Abstract This chapter takes aim at a troubling trademark case in which a consumer’s non-commercial parody was held to infringe the rights of a registered trademark owner. Canada’s Cooperstock case is presented as a paradigmatic example—and cautionary tale—of what can happen when trademark owners’ rights are overprotected, users’ rights are disregarded, and trademark limits are irresolutely drawn. From overly expansive conceptions of trademark use to tenuous claims of confusion, and from dubious dilution claims to a total disregard for free expression, the chapter will explore how the plaintiff trademark owner was able to prevail at every turn. It will then draw some important lessons from the ruling. The first lesson is that trademark law requires explicit statutory exceptions, ideally in the form of a general fair-use defense, to circumscribe the reach of trademark rights.
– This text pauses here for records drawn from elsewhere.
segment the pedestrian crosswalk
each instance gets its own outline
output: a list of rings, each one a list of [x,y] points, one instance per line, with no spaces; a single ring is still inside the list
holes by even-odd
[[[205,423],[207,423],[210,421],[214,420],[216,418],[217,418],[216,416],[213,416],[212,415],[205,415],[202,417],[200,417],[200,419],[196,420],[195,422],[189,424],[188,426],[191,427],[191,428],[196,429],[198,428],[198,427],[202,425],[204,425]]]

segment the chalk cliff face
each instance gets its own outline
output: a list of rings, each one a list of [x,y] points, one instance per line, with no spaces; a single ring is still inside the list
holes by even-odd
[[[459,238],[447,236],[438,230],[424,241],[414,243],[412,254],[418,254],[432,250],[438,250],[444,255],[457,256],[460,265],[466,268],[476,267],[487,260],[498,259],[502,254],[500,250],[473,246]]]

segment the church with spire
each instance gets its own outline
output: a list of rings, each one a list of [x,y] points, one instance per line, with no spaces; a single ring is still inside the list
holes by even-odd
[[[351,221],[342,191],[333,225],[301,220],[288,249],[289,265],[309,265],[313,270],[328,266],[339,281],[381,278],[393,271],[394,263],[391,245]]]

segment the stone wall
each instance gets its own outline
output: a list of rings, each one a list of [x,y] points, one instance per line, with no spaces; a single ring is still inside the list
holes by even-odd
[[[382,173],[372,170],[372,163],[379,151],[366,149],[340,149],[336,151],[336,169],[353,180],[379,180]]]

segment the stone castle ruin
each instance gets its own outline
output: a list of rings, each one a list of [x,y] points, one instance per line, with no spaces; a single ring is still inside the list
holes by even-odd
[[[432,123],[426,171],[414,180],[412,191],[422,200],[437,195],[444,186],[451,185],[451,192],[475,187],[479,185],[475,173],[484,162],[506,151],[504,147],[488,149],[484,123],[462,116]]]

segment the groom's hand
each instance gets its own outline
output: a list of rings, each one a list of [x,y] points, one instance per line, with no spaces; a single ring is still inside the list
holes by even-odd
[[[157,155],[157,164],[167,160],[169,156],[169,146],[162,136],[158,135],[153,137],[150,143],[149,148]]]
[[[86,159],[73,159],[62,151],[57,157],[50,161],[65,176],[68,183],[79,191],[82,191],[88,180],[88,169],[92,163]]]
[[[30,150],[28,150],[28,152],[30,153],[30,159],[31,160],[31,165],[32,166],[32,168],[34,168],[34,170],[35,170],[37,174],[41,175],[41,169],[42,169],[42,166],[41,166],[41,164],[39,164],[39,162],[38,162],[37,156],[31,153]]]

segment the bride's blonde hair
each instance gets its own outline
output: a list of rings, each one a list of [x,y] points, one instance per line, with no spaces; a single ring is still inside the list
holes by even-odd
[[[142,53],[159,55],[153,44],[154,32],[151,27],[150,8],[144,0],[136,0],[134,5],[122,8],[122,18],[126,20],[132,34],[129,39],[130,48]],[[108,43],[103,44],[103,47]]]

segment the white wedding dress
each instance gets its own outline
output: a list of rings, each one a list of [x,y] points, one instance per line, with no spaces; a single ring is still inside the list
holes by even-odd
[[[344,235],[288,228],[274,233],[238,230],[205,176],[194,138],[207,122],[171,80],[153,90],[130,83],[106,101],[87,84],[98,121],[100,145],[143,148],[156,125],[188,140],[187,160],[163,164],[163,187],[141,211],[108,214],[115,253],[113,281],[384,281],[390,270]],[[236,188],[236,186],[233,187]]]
The second lesson is that such limits and exceptions need to be recognized as user rights (as they have been in Canadian copyright jurisprudence) if they are to be an effective counterbalance against owners’ rights. But the third lesson is that what is really required—in Canada and elsewhere—is a departure from the proprietary logic that portrays trademark rights as intellectual property not to be trespassed upon. If the trademark system is to permit expressive uses of protected trade symbols (whether parodic, satirical, critical, or nominative), the infringement analysis must be reoriented away from proprietary entitlement and toward a concern with the communicative and dialogic nature of marks.